Corti Standard writing styles follow a skeleton that turns the writingStylePrompt into a set of configurable "knobs" for standardization and harmonization.
You can take inspiration, copy & adjust to test the impact of tweaks, or of course apply your own writingStylePrompt approach.

```
<!-- {style_name}_en --> // Note that the naming primarily serves to more easily identify & maintain the writingStylePrompt for Corti Standards

### Voice
Person: ...
Syntax: ...
Sentence length: ...
Redundancy: ...
Compression: ...

### Register
Terminology: ...
Abbreviations: ...
Dates: ...

### Word substitutions
Generalise from all examples to similar cases.
Avoid: {phrasing the model defaults to} — Use: {what you want instead}

### Frequently used words
{frequently used terms or stock phrases}

### Anti-patterns
Generalise to similar cases.
{specific anti-patterns you want to steer against}
Avoid: {anti-pattern the model drifts to} — Use: {what you want instead}

### Example outputs
Generalise to similar cases. These are examples of good phrasings. Never use the content here verbatim, only use it as a basis to generalise the writing style.
"{example output}"
```

<Info>
  **Examples are safer, but leakage can still happen.** The new text-generation pipeline is much more robust to example contamination than Documents Classic, so worked examples are a **powerful** way to teach a writing voice.

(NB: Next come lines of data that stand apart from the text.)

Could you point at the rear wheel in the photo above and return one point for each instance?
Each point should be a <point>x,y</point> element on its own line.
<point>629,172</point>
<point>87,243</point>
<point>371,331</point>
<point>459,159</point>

That said, phrases, names, or facts from an example occasionally surface verbatim in real output. If you see this, remove the example or **disclaim it very clearly** — see [Disclaiming examples](#disclaiming-examples-to-reduce-leakage) below.
</Info>

## Comparison: terse vs narrative

Two writingStyles are broadly used across Corti Standards. While **terse, telegraphic medical notation** sits on one end, the other aims at **fluent narrative prose** on the other.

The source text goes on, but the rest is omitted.